La protection des personnes les plus vulnérables de notre société, qu'il s'agisse de mineurs ou de majeurs protégés, est une préoccupation fondamentale du droit civil. Si cette protection s'opère le plus souvent de manière intuitive et naturelle, par le biais de protecteurs "naturels" désignés par la loi tels que les parents, les conjoints ou les membres de la famille, il arrive que ces derniers se trouvent dans des situations où leurs intérêts peuvent diverger de ceux de la personne qu'ils sont censés protéger. C'est dans ces circonstances que la figure du protecteur ad hoc prend tout son sens, offrant une solution ponctuelle et ciblée pour défendre les intérêts de l'incapable.

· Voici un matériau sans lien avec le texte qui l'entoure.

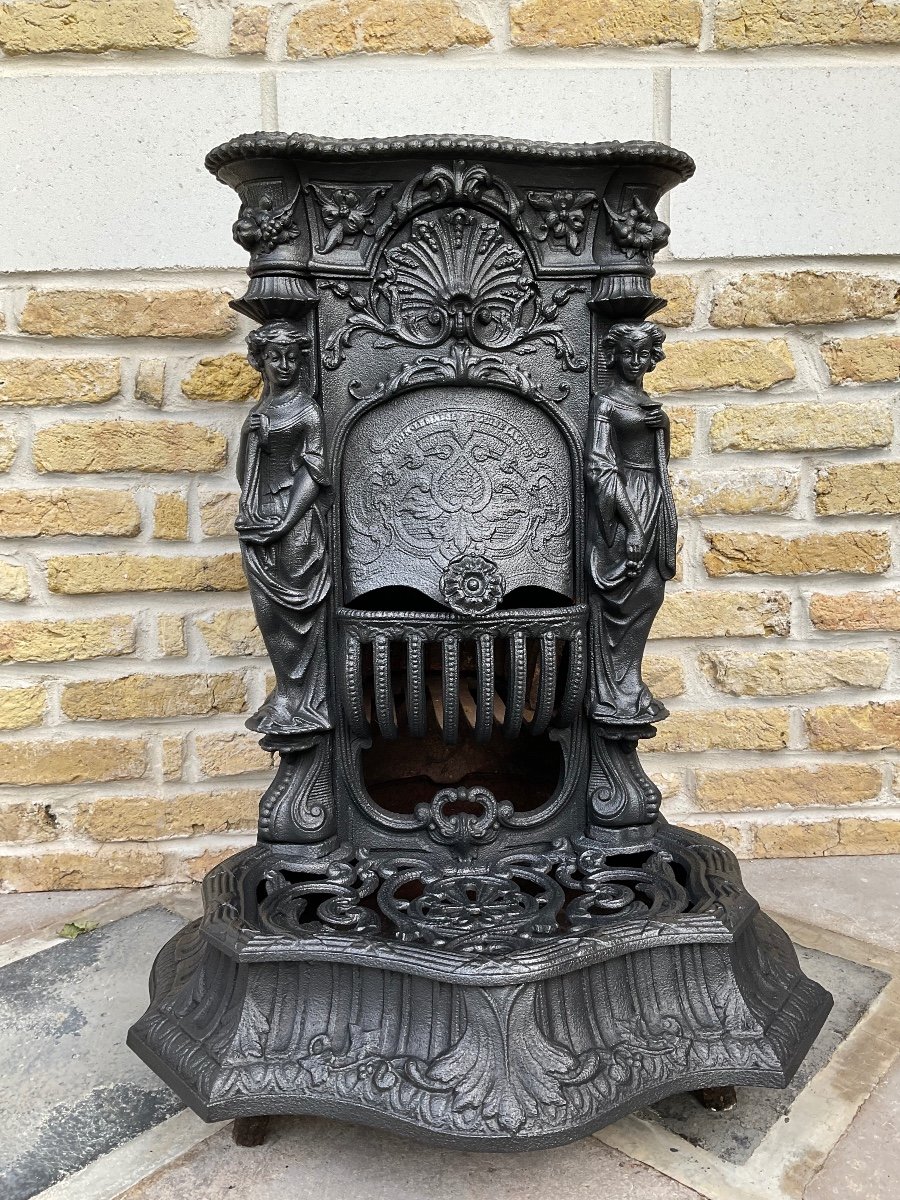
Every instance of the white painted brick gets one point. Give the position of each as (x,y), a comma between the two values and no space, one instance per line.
(106,172)
(555,103)
(790,161)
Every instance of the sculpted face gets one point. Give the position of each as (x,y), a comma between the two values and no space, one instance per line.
(634,358)
(280,363)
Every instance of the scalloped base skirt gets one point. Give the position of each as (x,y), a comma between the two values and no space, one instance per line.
(490,1053)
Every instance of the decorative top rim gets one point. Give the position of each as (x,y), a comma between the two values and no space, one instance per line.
(309,145)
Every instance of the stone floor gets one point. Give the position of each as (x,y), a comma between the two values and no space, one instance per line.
(82,1120)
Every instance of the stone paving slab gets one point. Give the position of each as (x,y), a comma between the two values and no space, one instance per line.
(306,1158)
(857,897)
(865,1163)
(71,1090)
(733,1137)
(661,1157)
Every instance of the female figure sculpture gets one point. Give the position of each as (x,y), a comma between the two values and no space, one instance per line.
(631,525)
(281,468)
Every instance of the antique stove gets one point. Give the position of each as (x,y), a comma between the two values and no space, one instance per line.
(463,917)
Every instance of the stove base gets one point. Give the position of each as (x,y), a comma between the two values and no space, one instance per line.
(515,1050)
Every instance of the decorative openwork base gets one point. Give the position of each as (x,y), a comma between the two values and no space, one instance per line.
(508,1006)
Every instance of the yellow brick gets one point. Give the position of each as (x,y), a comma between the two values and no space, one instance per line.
(13,582)
(250,28)
(873,726)
(723,729)
(231,754)
(852,611)
(232,633)
(129,445)
(91,27)
(41,382)
(858,487)
(664,676)
(724,615)
(173,757)
(792,672)
(681,293)
(226,378)
(171,516)
(804,298)
(874,359)
(70,312)
(751,553)
(219,511)
(731,835)
(683,421)
(727,363)
(868,835)
(670,783)
(21,707)
(732,492)
(65,641)
(816,839)
(605,22)
(150,382)
(7,448)
(801,839)
(76,761)
(75,870)
(141,696)
(798,787)
(89,574)
(333,28)
(784,426)
(27,822)
(148,817)
(198,867)
(747,23)
(171,635)
(69,510)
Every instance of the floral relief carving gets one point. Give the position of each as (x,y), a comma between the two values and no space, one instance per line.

Le terme "ad hoc", qui signifie littéralement "pour cela, à cet effet", désigne une intervention spécifique et temporaire. Ainsi, un protecteur ad hoc est une personne nommée précisément pour protéger les intérêts d'autrui dans un contexte donné. Bien que l'expression "protecteur ad hoc" ne figure ni dans la loi ni dans la jurisprudence, cette terminologie générique englobe plusieurs organes de protection, dont les fonctions présentent des similitudes et des dissemblances. La nomination d'un protecteur ad hoc s'impose principalement pour pallier l'incapacité du mineur ou du majeur protégé, garantissant que leurs droits et leurs biens soient sauvegardés même lorsque les protecteurs habituels sont empêchés d'agir ou se trouvent en situation de conflit d'intérêts.

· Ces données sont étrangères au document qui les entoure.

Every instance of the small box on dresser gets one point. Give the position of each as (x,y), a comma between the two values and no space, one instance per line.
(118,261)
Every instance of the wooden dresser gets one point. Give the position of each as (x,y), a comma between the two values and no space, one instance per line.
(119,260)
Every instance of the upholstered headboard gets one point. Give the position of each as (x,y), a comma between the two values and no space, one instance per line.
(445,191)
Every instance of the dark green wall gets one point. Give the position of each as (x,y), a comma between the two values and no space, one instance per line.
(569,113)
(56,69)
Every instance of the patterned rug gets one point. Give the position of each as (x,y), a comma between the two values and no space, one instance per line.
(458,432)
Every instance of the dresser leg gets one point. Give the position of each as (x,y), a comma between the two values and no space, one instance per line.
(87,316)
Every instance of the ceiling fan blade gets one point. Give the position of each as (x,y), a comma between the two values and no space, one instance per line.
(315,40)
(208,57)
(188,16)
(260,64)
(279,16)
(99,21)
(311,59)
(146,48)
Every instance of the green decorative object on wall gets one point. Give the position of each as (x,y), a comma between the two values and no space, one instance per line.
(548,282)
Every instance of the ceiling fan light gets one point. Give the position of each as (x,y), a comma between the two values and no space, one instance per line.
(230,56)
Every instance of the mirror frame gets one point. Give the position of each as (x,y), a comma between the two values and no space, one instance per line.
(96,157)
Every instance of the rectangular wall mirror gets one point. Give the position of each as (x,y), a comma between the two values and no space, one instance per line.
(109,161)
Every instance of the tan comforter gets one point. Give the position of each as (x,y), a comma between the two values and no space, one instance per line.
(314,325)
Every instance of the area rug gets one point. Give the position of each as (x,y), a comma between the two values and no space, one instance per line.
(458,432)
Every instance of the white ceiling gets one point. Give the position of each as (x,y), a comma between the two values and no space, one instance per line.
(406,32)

Les Fondements et l'Évolution Historique du Protecteur Ad Hoc
L'existence du protecteur ad hoc n'est pas une nouveauté dans le droit français. On trouve une première apparition de cette figure dans le Code Napoléon, en la personne du tuteur ad hoc chargé de représenter les intérêts du mineur dans l'action en désaveu de paternité menée contre lui par son père légal, alors seul titulaire de la puissance paternelle. Cette première reconnaissance soulignait déjà la nécessité de dissocier les intérêts du représentant de ceux du représenté dans des situations délicates.

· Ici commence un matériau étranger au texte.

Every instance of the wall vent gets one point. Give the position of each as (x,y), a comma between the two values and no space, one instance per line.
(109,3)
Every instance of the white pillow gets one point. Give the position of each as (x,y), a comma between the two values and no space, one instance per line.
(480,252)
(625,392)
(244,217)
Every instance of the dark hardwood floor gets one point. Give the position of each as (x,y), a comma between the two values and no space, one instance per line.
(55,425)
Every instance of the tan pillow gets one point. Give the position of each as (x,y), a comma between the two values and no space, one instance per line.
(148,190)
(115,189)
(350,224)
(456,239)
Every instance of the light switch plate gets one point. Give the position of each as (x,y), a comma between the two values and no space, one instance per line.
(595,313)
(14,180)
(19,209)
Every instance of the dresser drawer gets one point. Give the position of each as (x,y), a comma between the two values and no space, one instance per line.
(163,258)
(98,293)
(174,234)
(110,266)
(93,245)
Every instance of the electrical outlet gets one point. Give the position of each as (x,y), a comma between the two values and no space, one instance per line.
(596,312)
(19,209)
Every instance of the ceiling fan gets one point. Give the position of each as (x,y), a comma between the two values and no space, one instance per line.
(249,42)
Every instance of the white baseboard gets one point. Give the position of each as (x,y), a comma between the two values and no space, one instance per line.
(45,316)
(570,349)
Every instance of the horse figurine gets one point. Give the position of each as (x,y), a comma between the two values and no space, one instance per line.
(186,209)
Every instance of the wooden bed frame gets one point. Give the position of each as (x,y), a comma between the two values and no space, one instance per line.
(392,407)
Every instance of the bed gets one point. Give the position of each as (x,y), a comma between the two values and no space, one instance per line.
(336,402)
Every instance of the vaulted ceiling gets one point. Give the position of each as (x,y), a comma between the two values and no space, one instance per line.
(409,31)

La loi du 14 décembre 1964 a marqué une étape importante avec l'institution du régime de l'administration légale et a réservé une place à l'administrateur ad hoc dans l'article 383-3 du Code civil, repris quasiment à l'identique dans le nouvel article 383 du Code civil, issu de la réforme de l'administration légale par l'ordonnance du 15 octobre 2015. Initialement limitées à la protection des biens du mineur, les missions de l'administrateur ad hoc ont été progressivement étendues. Une loi du 10 juillet 1989 a étendu ces missions à la défense des intérêts du mineur en matière pénale, puis à celle des mineurs étrangers isolés depuis la loi du 4 mars 2002. Cette évolution témoigne d'une prise de conscience croissante de la complexité des situations nécessitant une protection spécialisée et de l'élargissement du champ d'intervention de ces auxiliaires de justice.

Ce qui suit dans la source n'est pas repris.